Transports aérien et terrestes quasiment à l'arrêt, la pandémie est en train de paralyser l'ensemble des activités productives à l'échelle de la planète. Avec cette crise sanitaire et économique, l'économie algérienne montre toute sa fragilité et son hyper dépendance aux hydrocarbures.

Avec un baril oscillant entre 22 et 33 dollars depuis le 30 mars 2020, les réserves monétaires du pays s’épuisent rapidement, alors que la Loi de finance 2020 tablait sur un prix du pétrole autour de 50 dollars.

L'Organisation des pays exportateurs de pétrole (Opep), présidée par Alger, a bien annoncé une diminution de l'offre mondiale de dix millions de barils de brut par jour (mbj) à partir du mois de mai 2020, afin de freiner la dégringolade des cours, mais vu la très faible demande, cela ne sera pas suffisant pour redresser les cours du Brent.

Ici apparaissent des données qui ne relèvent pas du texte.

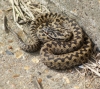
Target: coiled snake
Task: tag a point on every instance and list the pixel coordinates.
(65, 45)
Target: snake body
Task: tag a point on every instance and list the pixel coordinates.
(65, 43)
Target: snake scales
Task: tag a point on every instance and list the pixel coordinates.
(64, 43)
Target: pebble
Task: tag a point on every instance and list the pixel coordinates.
(9, 52)
(18, 54)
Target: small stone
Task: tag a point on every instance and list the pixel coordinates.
(39, 80)
(76, 87)
(18, 54)
(10, 47)
(1, 44)
(16, 75)
(35, 60)
(26, 67)
(9, 53)
(49, 76)
(66, 79)
(10, 41)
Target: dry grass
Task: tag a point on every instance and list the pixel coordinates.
(28, 10)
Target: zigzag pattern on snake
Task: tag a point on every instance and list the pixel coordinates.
(65, 45)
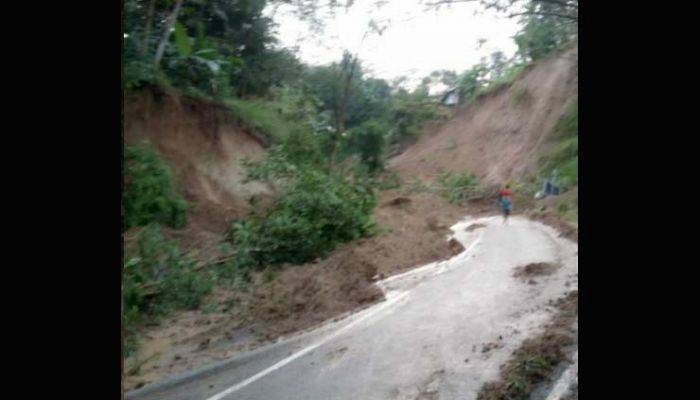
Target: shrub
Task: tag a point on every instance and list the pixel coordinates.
(149, 195)
(158, 279)
(368, 141)
(317, 212)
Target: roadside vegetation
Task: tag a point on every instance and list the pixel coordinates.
(330, 129)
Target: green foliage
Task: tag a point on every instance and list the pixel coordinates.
(217, 48)
(157, 279)
(149, 195)
(543, 31)
(368, 141)
(563, 160)
(262, 116)
(317, 212)
(459, 188)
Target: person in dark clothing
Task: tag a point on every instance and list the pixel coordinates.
(505, 197)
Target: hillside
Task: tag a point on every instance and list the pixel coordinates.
(501, 136)
(204, 146)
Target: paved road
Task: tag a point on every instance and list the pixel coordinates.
(425, 341)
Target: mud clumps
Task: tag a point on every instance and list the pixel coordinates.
(455, 246)
(536, 359)
(397, 202)
(473, 227)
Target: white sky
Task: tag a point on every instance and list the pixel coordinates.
(416, 42)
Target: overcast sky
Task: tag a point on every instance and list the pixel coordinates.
(415, 43)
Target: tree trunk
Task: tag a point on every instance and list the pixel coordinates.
(340, 108)
(147, 30)
(166, 35)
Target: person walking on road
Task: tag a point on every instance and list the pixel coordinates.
(505, 197)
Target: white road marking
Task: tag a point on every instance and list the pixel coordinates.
(565, 381)
(282, 363)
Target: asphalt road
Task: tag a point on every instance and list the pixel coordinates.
(443, 331)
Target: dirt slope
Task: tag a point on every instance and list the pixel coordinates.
(204, 147)
(503, 134)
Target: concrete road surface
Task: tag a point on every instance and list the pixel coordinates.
(443, 331)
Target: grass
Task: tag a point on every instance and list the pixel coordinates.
(564, 157)
(262, 116)
(504, 81)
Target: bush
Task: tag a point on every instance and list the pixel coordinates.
(317, 212)
(138, 74)
(263, 116)
(149, 195)
(564, 158)
(368, 141)
(157, 279)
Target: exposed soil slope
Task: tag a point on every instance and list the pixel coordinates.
(503, 134)
(204, 146)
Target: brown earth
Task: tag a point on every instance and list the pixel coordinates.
(297, 298)
(534, 361)
(534, 269)
(204, 146)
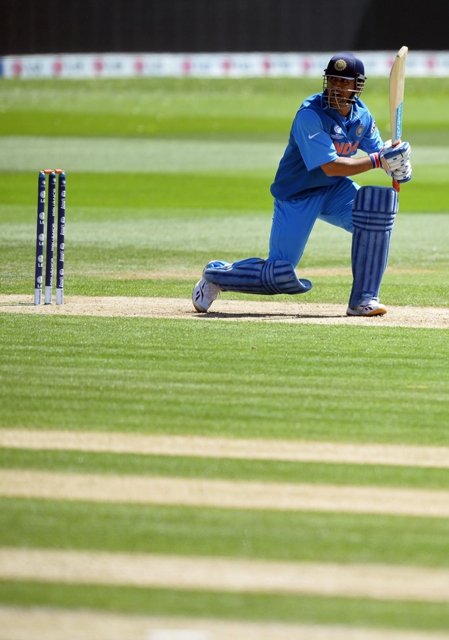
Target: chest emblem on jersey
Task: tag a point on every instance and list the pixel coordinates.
(346, 148)
(337, 133)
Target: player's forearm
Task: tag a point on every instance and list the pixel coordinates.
(347, 166)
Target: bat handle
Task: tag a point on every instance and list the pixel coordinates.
(396, 185)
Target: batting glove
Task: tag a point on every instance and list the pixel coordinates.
(394, 160)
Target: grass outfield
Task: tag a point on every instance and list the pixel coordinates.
(164, 175)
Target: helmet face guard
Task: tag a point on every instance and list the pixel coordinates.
(345, 66)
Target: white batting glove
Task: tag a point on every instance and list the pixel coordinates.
(394, 160)
(404, 173)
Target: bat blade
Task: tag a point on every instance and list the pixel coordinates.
(396, 91)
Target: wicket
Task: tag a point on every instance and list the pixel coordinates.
(50, 240)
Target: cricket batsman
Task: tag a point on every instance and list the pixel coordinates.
(313, 181)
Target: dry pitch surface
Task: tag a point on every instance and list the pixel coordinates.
(243, 310)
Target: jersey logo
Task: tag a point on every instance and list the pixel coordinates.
(346, 148)
(338, 133)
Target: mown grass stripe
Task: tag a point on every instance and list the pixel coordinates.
(226, 468)
(380, 582)
(306, 536)
(233, 448)
(353, 612)
(224, 494)
(52, 624)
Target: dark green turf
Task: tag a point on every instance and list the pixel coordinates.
(268, 534)
(218, 378)
(259, 470)
(232, 606)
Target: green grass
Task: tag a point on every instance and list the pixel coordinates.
(163, 175)
(258, 470)
(150, 376)
(234, 606)
(308, 537)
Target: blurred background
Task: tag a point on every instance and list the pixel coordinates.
(76, 26)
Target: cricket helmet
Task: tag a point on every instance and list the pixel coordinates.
(346, 65)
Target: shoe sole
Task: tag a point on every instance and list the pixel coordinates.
(370, 314)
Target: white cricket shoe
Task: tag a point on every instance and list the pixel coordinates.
(367, 308)
(203, 294)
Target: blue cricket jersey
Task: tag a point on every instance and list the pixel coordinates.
(319, 135)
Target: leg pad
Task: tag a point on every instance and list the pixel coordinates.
(255, 275)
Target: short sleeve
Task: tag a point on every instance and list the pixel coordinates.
(314, 143)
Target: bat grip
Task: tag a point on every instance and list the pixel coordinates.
(396, 185)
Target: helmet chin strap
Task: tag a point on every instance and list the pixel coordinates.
(334, 98)
(336, 101)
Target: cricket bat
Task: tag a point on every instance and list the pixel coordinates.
(397, 84)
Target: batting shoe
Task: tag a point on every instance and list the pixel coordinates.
(367, 308)
(203, 294)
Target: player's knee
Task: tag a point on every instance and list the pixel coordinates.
(374, 208)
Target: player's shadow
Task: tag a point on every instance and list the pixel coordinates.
(224, 315)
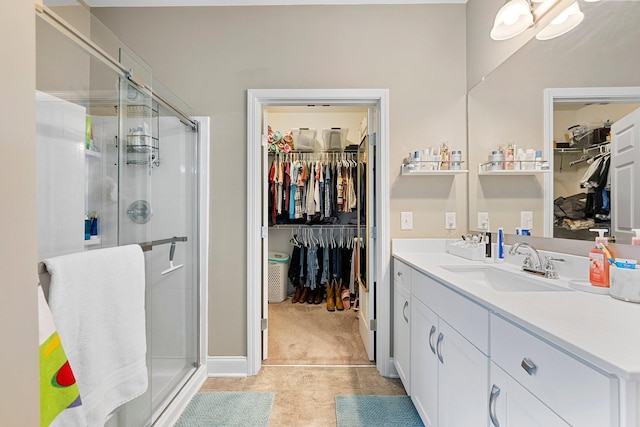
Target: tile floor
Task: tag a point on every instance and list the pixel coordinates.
(305, 395)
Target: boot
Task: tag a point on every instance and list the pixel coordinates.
(296, 295)
(311, 295)
(319, 295)
(338, 297)
(330, 297)
(303, 297)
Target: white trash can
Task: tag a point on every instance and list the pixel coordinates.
(277, 276)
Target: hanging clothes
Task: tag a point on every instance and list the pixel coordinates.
(315, 192)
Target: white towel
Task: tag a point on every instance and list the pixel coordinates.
(97, 302)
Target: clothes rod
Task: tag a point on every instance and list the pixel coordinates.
(146, 246)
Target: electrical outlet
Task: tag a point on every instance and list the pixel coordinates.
(450, 221)
(483, 220)
(526, 219)
(406, 220)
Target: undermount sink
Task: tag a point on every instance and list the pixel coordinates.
(503, 280)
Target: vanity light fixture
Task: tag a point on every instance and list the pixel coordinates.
(512, 19)
(570, 18)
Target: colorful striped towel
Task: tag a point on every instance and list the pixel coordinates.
(58, 388)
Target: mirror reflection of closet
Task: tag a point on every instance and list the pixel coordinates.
(507, 105)
(581, 146)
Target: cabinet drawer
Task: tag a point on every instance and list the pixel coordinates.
(402, 274)
(471, 320)
(575, 391)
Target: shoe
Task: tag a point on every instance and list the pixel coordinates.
(303, 297)
(330, 301)
(338, 297)
(311, 296)
(346, 299)
(296, 295)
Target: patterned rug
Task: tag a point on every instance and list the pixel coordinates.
(380, 411)
(227, 408)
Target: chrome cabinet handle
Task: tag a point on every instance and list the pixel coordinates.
(495, 392)
(438, 344)
(431, 333)
(404, 311)
(528, 366)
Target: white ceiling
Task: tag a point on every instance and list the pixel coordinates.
(153, 3)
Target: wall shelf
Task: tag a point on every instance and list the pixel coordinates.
(430, 168)
(523, 169)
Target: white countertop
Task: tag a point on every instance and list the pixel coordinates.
(596, 328)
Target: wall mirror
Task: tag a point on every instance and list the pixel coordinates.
(508, 106)
(577, 127)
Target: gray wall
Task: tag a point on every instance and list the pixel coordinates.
(211, 56)
(19, 404)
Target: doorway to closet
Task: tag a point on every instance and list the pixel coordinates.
(357, 234)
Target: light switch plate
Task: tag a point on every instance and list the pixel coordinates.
(450, 221)
(526, 219)
(406, 220)
(483, 220)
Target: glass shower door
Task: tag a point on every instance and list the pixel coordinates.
(174, 275)
(159, 205)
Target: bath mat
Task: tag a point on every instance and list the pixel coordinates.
(227, 408)
(355, 411)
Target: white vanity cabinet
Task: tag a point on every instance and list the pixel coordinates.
(510, 404)
(578, 393)
(401, 322)
(449, 365)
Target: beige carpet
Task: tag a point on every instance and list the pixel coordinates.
(308, 334)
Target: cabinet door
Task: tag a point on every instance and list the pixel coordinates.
(511, 405)
(401, 334)
(424, 362)
(462, 381)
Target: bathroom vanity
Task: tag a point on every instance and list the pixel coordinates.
(486, 341)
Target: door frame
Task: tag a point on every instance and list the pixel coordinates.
(256, 100)
(628, 94)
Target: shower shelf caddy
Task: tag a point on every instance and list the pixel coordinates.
(143, 149)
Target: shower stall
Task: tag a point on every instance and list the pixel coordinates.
(121, 163)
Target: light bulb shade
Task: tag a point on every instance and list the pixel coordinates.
(512, 19)
(570, 18)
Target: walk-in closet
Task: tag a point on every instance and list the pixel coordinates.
(316, 179)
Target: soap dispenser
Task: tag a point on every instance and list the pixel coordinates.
(599, 260)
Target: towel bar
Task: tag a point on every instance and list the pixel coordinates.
(146, 246)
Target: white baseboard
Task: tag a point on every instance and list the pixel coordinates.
(223, 366)
(169, 417)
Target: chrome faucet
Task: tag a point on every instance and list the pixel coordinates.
(527, 261)
(546, 268)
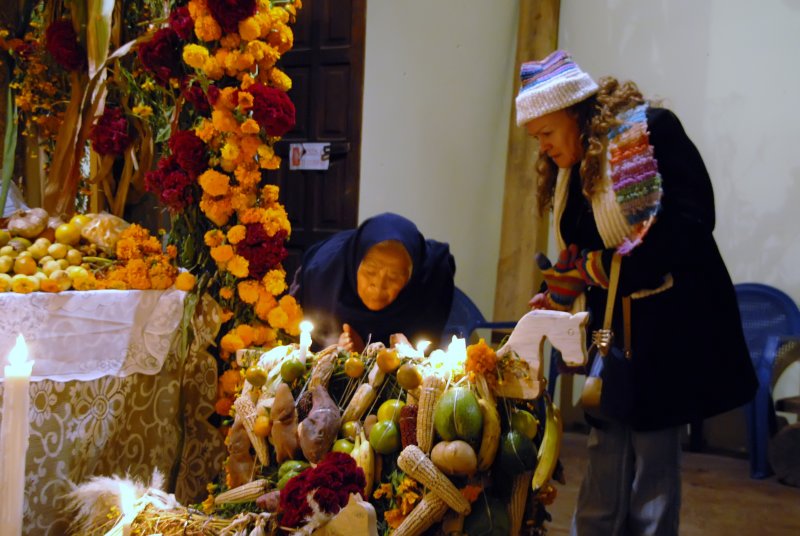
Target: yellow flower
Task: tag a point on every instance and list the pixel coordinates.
(250, 126)
(248, 291)
(222, 254)
(238, 266)
(214, 183)
(275, 281)
(226, 293)
(230, 151)
(195, 55)
(249, 29)
(214, 238)
(142, 110)
(279, 79)
(185, 281)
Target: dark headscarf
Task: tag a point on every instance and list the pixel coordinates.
(325, 284)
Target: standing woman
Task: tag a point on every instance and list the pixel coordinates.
(367, 284)
(623, 177)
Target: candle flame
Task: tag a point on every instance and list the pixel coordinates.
(19, 354)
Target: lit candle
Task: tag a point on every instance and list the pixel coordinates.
(14, 437)
(305, 338)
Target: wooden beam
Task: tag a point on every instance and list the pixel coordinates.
(523, 230)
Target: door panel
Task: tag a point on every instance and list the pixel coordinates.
(326, 65)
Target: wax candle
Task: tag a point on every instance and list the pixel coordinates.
(305, 338)
(14, 437)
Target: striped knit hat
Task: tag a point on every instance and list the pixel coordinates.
(549, 85)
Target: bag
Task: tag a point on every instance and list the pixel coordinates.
(608, 389)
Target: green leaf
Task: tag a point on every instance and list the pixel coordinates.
(9, 147)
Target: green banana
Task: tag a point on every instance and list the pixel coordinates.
(550, 447)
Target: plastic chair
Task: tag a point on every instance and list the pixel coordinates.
(770, 319)
(465, 318)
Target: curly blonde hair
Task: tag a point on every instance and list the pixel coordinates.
(596, 116)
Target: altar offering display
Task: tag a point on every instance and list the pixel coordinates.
(391, 440)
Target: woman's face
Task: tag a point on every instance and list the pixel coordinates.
(382, 274)
(559, 137)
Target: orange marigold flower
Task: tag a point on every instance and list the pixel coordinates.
(275, 281)
(231, 342)
(238, 266)
(214, 238)
(236, 234)
(222, 254)
(214, 183)
(185, 281)
(248, 291)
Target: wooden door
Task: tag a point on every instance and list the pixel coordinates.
(326, 66)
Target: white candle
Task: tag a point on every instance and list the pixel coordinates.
(14, 437)
(305, 338)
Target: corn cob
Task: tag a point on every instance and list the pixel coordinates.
(519, 496)
(408, 425)
(246, 411)
(432, 387)
(418, 466)
(358, 405)
(428, 511)
(245, 493)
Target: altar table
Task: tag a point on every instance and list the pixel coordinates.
(106, 394)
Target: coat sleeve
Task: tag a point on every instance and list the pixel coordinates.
(686, 220)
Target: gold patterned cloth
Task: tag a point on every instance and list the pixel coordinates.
(120, 422)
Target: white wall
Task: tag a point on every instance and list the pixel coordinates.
(728, 69)
(437, 96)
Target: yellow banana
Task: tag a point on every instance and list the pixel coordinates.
(365, 458)
(550, 447)
(490, 437)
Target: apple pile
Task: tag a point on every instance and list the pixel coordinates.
(38, 252)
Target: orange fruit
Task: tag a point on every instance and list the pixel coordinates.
(408, 376)
(354, 367)
(388, 360)
(68, 233)
(25, 265)
(262, 426)
(79, 220)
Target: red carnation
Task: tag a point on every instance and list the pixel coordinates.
(161, 56)
(263, 252)
(171, 184)
(182, 23)
(61, 42)
(272, 109)
(189, 152)
(195, 96)
(228, 13)
(109, 135)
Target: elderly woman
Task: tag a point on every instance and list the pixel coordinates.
(625, 181)
(367, 284)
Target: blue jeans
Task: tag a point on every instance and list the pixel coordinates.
(632, 484)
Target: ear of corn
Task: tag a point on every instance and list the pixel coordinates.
(430, 509)
(431, 391)
(418, 466)
(245, 493)
(519, 496)
(358, 405)
(246, 411)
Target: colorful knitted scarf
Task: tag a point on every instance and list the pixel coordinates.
(634, 174)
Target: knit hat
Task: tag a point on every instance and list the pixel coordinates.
(551, 84)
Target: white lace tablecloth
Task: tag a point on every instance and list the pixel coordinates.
(111, 398)
(92, 334)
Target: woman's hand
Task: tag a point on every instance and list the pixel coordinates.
(350, 340)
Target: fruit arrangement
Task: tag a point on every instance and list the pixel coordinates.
(43, 253)
(425, 439)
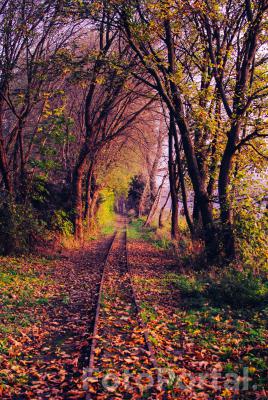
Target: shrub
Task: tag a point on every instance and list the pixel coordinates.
(189, 286)
(19, 227)
(62, 223)
(238, 289)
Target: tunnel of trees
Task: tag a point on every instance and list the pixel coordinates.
(133, 199)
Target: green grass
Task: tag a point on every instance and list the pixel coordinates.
(23, 287)
(137, 231)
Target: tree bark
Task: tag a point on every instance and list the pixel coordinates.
(78, 175)
(194, 173)
(173, 184)
(161, 214)
(7, 179)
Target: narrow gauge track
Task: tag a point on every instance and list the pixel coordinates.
(120, 338)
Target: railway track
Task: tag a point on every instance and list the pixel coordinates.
(121, 358)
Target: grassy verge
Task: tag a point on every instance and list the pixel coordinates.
(214, 321)
(24, 287)
(158, 238)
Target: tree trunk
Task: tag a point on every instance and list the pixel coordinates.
(194, 173)
(182, 182)
(89, 183)
(161, 214)
(173, 184)
(225, 205)
(78, 176)
(155, 204)
(3, 157)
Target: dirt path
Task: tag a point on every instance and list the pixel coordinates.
(122, 367)
(51, 355)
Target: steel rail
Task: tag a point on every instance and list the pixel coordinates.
(136, 301)
(98, 307)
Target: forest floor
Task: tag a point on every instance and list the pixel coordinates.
(203, 350)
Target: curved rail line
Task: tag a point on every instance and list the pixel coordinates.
(136, 303)
(97, 313)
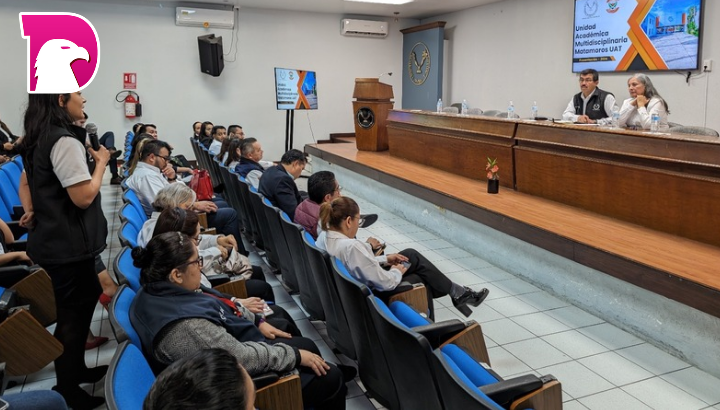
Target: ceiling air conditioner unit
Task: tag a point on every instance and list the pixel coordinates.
(208, 18)
(363, 28)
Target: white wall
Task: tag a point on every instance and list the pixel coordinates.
(173, 91)
(521, 50)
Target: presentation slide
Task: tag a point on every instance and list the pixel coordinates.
(295, 89)
(615, 35)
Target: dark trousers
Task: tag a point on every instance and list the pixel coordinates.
(319, 392)
(77, 288)
(423, 271)
(108, 141)
(226, 222)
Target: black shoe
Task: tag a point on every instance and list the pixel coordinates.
(470, 297)
(78, 399)
(94, 375)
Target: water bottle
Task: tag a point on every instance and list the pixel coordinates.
(654, 122)
(616, 118)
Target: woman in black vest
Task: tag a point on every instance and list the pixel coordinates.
(68, 228)
(175, 316)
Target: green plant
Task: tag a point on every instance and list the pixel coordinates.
(492, 169)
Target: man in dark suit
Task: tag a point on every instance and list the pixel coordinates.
(278, 183)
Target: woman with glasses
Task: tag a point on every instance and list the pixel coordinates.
(644, 103)
(175, 317)
(340, 219)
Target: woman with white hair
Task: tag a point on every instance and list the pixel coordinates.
(644, 102)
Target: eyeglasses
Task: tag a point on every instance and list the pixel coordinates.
(198, 261)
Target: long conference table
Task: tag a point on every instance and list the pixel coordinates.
(666, 182)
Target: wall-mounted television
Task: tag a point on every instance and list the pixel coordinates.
(617, 35)
(295, 89)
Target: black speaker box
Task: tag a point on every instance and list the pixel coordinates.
(211, 55)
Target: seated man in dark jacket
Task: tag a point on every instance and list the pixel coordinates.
(278, 182)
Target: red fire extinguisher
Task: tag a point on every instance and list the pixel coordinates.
(131, 103)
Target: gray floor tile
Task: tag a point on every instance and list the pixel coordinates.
(659, 394)
(540, 324)
(536, 353)
(610, 336)
(652, 359)
(612, 399)
(505, 331)
(696, 382)
(575, 344)
(577, 380)
(615, 368)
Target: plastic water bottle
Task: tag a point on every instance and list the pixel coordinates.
(654, 122)
(616, 118)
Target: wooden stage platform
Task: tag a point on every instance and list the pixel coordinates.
(675, 267)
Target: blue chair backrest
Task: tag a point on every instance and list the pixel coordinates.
(121, 315)
(129, 379)
(124, 267)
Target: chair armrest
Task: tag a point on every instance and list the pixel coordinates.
(416, 298)
(285, 394)
(234, 288)
(438, 333)
(505, 391)
(216, 280)
(548, 397)
(473, 341)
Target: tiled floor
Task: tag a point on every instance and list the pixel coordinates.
(527, 330)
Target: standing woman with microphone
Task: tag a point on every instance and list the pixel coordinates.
(67, 228)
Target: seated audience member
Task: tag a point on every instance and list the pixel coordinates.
(644, 101)
(7, 141)
(235, 131)
(278, 183)
(149, 129)
(249, 166)
(211, 379)
(175, 317)
(218, 134)
(591, 105)
(205, 136)
(108, 141)
(341, 219)
(232, 157)
(196, 129)
(153, 172)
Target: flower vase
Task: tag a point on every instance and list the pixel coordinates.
(493, 186)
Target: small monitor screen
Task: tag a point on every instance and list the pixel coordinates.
(617, 35)
(295, 89)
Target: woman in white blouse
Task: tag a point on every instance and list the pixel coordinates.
(340, 218)
(644, 101)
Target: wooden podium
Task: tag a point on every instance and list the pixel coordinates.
(370, 108)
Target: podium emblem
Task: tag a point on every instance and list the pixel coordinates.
(418, 70)
(365, 117)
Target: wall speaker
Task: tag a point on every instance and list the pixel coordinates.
(211, 54)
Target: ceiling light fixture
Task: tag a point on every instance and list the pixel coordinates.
(393, 2)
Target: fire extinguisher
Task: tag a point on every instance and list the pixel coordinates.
(131, 102)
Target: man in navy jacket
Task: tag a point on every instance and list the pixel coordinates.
(278, 183)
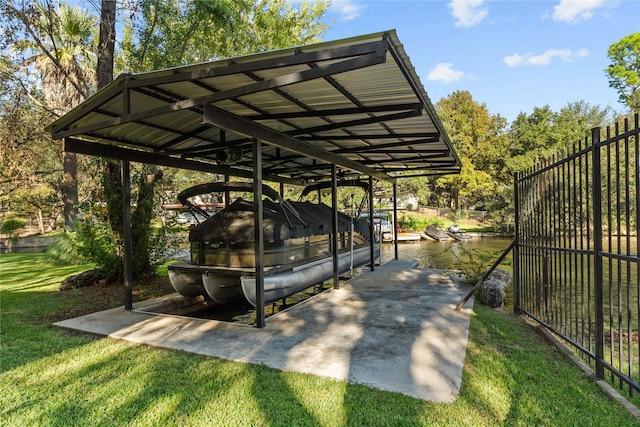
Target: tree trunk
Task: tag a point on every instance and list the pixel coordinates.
(106, 45)
(141, 219)
(40, 221)
(70, 188)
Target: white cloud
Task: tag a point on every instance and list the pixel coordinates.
(565, 55)
(468, 12)
(348, 10)
(444, 73)
(574, 11)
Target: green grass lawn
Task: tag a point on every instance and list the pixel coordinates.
(50, 377)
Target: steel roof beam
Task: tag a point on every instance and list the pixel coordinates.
(225, 120)
(334, 112)
(427, 135)
(73, 145)
(367, 60)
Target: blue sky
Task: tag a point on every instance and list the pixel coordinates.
(510, 55)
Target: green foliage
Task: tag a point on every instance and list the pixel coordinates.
(11, 225)
(410, 222)
(65, 250)
(435, 220)
(97, 244)
(180, 32)
(624, 70)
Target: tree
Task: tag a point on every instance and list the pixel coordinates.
(60, 45)
(30, 166)
(172, 33)
(482, 144)
(624, 70)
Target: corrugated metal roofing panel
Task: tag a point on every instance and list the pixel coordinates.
(311, 99)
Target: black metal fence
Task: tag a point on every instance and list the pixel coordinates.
(576, 258)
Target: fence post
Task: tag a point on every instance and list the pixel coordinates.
(597, 249)
(516, 249)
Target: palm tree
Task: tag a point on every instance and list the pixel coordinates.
(63, 53)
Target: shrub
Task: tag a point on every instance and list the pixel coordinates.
(11, 226)
(65, 250)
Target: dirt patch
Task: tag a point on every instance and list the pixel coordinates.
(90, 299)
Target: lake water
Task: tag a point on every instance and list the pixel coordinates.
(448, 254)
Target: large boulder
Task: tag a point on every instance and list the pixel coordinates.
(492, 291)
(86, 278)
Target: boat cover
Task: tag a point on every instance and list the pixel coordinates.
(235, 223)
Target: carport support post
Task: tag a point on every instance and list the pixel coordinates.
(372, 241)
(128, 245)
(395, 219)
(259, 232)
(334, 225)
(226, 193)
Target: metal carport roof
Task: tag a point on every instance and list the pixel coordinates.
(356, 103)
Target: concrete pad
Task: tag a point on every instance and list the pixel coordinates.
(395, 329)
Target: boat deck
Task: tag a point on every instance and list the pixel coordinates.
(394, 329)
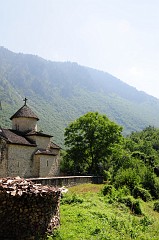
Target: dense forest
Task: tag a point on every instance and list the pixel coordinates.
(59, 92)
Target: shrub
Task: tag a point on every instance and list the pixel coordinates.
(156, 206)
(151, 183)
(132, 203)
(142, 193)
(127, 177)
(106, 175)
(108, 189)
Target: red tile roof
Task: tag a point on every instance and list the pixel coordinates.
(25, 111)
(15, 137)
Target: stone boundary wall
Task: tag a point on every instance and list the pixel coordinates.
(27, 210)
(67, 181)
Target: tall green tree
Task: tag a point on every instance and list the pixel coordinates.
(89, 141)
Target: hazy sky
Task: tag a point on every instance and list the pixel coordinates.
(117, 36)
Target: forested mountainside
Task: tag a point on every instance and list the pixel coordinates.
(59, 92)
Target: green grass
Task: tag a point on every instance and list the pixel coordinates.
(87, 214)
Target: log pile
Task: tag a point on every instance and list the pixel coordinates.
(27, 210)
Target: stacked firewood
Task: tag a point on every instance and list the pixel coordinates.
(27, 210)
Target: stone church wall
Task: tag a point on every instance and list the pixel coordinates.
(41, 142)
(24, 124)
(20, 160)
(49, 166)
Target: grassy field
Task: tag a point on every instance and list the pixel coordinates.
(87, 214)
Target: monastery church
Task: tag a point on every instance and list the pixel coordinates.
(25, 151)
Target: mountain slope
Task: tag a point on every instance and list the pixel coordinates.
(60, 92)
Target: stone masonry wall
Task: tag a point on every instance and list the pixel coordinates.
(27, 210)
(20, 160)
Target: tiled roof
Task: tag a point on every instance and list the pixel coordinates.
(31, 133)
(15, 137)
(25, 111)
(44, 152)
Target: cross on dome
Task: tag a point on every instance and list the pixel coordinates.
(25, 100)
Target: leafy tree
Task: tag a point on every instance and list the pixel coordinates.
(89, 141)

Le président Abdelmadjid Tebboune a reconnu "la vulnérabilité" de l'économie algérienne "en raison de notre négligence pendant des décennies à la libérer de la rente pétrolière".

"Fainéantise" et "surconsommation"

M. Tebboune juge "impératif de mettre un terme aux mauvaises pratiques prises pendant la période de l'aisance financière, à l'exemple du gaspillage et de l'esprit de fainéantise et de surconsommation".

L'économiste algérien Ahmed Dahmani énumère les dangers de la situation : assèchement rapide des réserves de change, aggravation du déficit budgétaire et de la balance des paiements, forte dévaluation du dinar et poussée inflationniste. Au bout du compte, la récession économique et son corollaire : le chômage de masse.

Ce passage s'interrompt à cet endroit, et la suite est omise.